Looking back on the former mayor as his political career in Pennsylvania nears its end.


• Neil Oxman:
From ’87 to ’91 was the greatest maturing I saw him do. He went around and studied other cities.

• Alan Kessler:
We’re at this dinner at the Union League in 1991, where Ed announced he’s running for mayor a second time. I remember people leaving that dinner saying, “Tell me I’m not going to be asked to write another check.” But the amazing thing is, nobody said they wouldn’t do it. And we had a poll that showed in the current field of candidates, Ed would win. The Inquirer and Daily News started referring to him as a front runner, and if you get called a front runner enough, you become the front runner. And he won the primary.

• Frank Rizzo Jr.
has been a City Councilman since 1995. His father was set to oppose Rendell in the 1991 general election: My father was the one who gave him the name “Fast Eddie.” “Keep your eye on him,” he’d say. He liked Ed Rendell, but he was gonna kick his butt. That was gonna be the election of elections, that one. My father was going to be very rough on him. My father obviously had a lot of knowledge about Ed Rendell, but I don’t honestly know what it was.

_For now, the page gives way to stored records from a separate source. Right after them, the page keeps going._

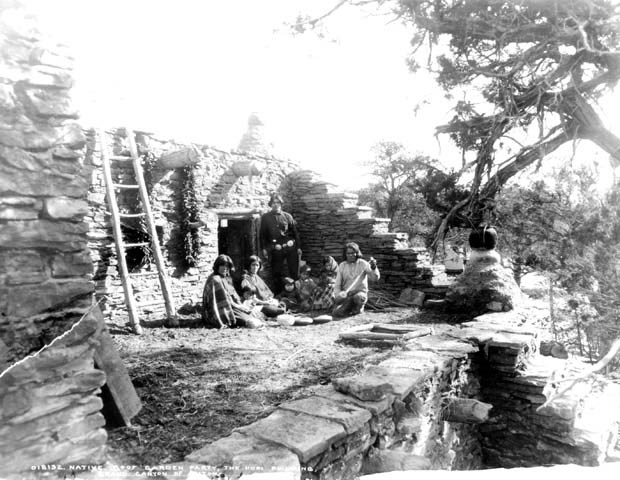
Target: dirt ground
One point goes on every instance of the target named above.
(198, 384)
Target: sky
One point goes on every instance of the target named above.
(194, 70)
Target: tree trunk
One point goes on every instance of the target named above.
(467, 410)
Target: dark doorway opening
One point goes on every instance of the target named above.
(238, 238)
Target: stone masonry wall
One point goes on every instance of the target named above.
(328, 217)
(45, 268)
(220, 191)
(50, 411)
(392, 416)
(49, 404)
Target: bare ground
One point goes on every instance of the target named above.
(198, 384)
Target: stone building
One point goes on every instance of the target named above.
(226, 192)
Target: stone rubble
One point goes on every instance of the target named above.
(390, 416)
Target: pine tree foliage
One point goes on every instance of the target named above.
(537, 67)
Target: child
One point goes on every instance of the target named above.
(250, 301)
(305, 286)
(289, 296)
(323, 295)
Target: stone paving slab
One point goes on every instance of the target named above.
(364, 387)
(375, 408)
(241, 452)
(304, 434)
(402, 381)
(425, 360)
(503, 328)
(484, 335)
(350, 417)
(197, 471)
(435, 343)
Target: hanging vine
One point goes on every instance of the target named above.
(190, 239)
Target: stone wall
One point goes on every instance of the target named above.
(328, 217)
(50, 411)
(391, 414)
(228, 185)
(48, 387)
(45, 268)
(396, 415)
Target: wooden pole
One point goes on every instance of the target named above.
(466, 410)
(134, 321)
(146, 205)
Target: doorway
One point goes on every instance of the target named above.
(238, 238)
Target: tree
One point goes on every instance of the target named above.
(539, 67)
(403, 190)
(566, 229)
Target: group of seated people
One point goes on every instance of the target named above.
(340, 289)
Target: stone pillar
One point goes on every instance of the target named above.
(484, 285)
(253, 141)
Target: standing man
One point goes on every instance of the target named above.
(280, 242)
(351, 288)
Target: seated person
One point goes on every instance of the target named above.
(351, 288)
(323, 294)
(221, 306)
(305, 286)
(329, 264)
(250, 301)
(264, 295)
(289, 296)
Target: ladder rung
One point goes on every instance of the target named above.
(151, 303)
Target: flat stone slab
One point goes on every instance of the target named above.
(500, 339)
(425, 360)
(244, 453)
(304, 434)
(436, 343)
(350, 417)
(198, 471)
(364, 387)
(375, 408)
(402, 381)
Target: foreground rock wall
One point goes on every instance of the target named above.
(50, 411)
(390, 416)
(227, 185)
(45, 268)
(394, 416)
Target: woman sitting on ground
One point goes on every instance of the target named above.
(351, 288)
(264, 295)
(323, 295)
(221, 306)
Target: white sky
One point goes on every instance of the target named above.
(193, 70)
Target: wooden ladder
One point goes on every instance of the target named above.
(120, 244)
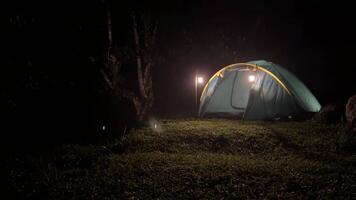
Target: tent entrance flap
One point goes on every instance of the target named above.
(240, 93)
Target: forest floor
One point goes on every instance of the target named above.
(198, 159)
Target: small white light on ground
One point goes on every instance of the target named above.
(251, 78)
(200, 80)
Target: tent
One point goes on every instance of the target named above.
(256, 90)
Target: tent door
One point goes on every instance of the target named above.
(241, 90)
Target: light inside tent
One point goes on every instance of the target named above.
(251, 78)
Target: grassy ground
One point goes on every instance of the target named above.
(200, 159)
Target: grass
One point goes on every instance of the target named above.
(200, 159)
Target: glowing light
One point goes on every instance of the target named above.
(251, 78)
(200, 80)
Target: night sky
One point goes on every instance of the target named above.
(313, 39)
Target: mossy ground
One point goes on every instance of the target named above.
(200, 159)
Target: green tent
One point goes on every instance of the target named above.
(256, 90)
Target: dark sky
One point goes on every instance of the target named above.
(313, 39)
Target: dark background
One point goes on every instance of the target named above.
(53, 52)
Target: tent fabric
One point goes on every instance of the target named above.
(275, 92)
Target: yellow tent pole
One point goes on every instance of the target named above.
(254, 66)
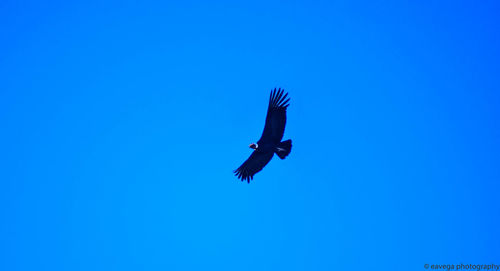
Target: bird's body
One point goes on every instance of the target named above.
(270, 141)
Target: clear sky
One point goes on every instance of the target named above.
(122, 121)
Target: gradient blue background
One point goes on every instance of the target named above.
(121, 123)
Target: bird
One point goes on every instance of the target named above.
(270, 141)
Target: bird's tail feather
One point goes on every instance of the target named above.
(284, 148)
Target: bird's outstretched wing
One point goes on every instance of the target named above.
(276, 118)
(255, 163)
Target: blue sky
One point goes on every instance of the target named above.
(123, 121)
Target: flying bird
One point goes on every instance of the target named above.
(270, 141)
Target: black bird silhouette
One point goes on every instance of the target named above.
(270, 141)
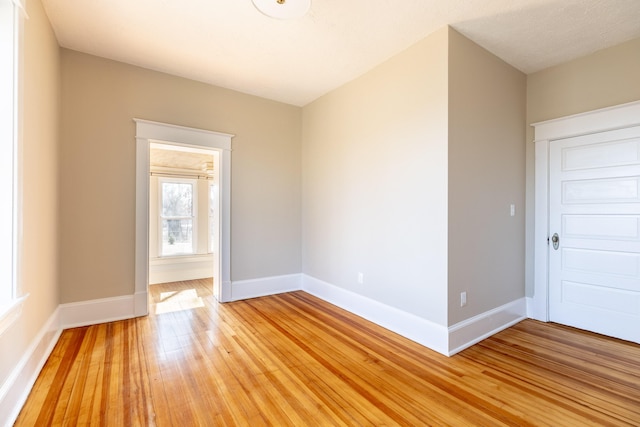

• Neil Oxman: We were never worried about Rizzo. We had done a poll that showed Ed up by 35 points. And he was up in the African-American community 92 to 8.

• Frank Rizzo Jr.: When my father died [in July 1991], Ed knew he’d be the next mayor. I think he had a sigh of relief that he was not going to get personally embarrassed by my father.

• Sam Katz: Ed really cleaned [replacement Republican candidate] Joe Egan’s clock; it was probably the widest margin in mayoral history. And that gave him the mandate to do the difficult things that it took to get the city off the banana peel.

THE UNIONS

• Dave Davies
, covered Rendell for the Daily News: He had a unique circumstance when he took office in 1992. There was a widely acknowledged financial crisis that dominated everything else. And there was a consensus that a unity of purpose and desperate action were needed.
 
• Alan Kessler:
One of the first acts he did when he was sworn in was scrub the bathrooms at City Hall. You know, you turn on your television set and there he is, on his hands and knees.